Later of course, this changed to give us Radio One for pop music, Radio Two for light music, the Home Service became Radio Four and took a lot of the plays and the Third Programme took on mainly serious music as Radio Three. So back then the The third programme was where all the highbrow stuff went. Desmond and Daphne were looking at what was happening in Europe, in France and Amsterdam and in Cologne in terms of electronic music research and realised [that] a lot of these new sounds could be used in the creation of radio plays etc. If you wanted the sound effect of someone opening a door or even the sound of a car crash, you could go to the BBC sound effects library. If you wanted the sound of a nervous breakdown, where do you start? So this was a way of using new sound techniques to make new sound to tell very different stories. There [screen shot changes] is a ,map of London, and right at the top in the middle there, you see Warwick Avenue [in Maida Vale] and that is where the Radiophonic Workshop was based. Oxford Circus which you can see sort of in the middle to the right, that is where Broadcasting House was. The great thing about putting the Radiophonic Workshop right out in Maida Vale, Warwick Avenue, was that it was “out of sight, out of mind” and [therefore] got away with so much for so long! That [map changes to show Delaware Road in closeup] is the studio there, it was once a skating rink, and the main rink was pulled out and turned into that [picture changes] which is Studio 1 which is mainly where the BBC Symphony Orchestra is based which is why it’s full of Symphony Orchestra stuff.
Around the [sides] where all the baffle boards are was originally windows, and from the windows you could look down from the ice cream parlour etc was and it’s those offices, those cubicles, which became the offices of the building and the Radiophonic Workshop studios. Also home to various other studios where some quite amazing stuff happened. I played in that studio [Studio 3], so did Bing Crosby. Oh, this gentleman (Paul McCartney) did quite a bit there too. Maida Vale Studios is the most extraordinary place. They are closing it down which I think is so sad; it is a building which has probably outlived its usefulness and all those ceiling tiles probably have asbestos in, a real nightmare, but you walk into that building and the history drips off the walls and I’ve seen young bands go into that studio and seen Paul McCartney’s and Bing Crosby’s pictures on the wall and immediately up their game because they think, OK, this is where stuff happens. [Picture changes] That’s the corridor, one of the longest corridors in London. That is going along the front of the building; to. The left is where the main Radiophonic studio was.

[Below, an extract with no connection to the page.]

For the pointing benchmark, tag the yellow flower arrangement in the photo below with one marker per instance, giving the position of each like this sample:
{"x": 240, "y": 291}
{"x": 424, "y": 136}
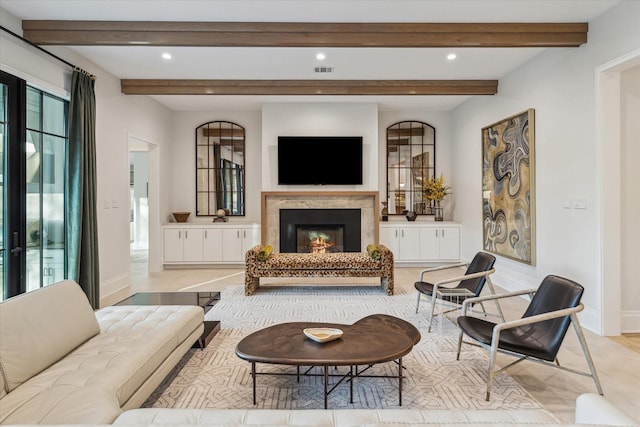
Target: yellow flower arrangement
{"x": 434, "y": 189}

The double door on the left nearest us was knocked into a double door when the Delaware synthesiser arrived, and it wouldn’t go through the door so they turned it into a double door to get the synthesiser in.
So this is where all this stuff happened. Now, rooms 12 and 13 were the original studios. [Picture of Delia and Desmond] Delia hated that picture. She really did. She hated that picture because she said it looked like Desmond was telling her what to do. If you knew Delia at all well, I know damn well she’s telling Desmond what he’s going to get! (Laughter) She needn’t be that upset about that!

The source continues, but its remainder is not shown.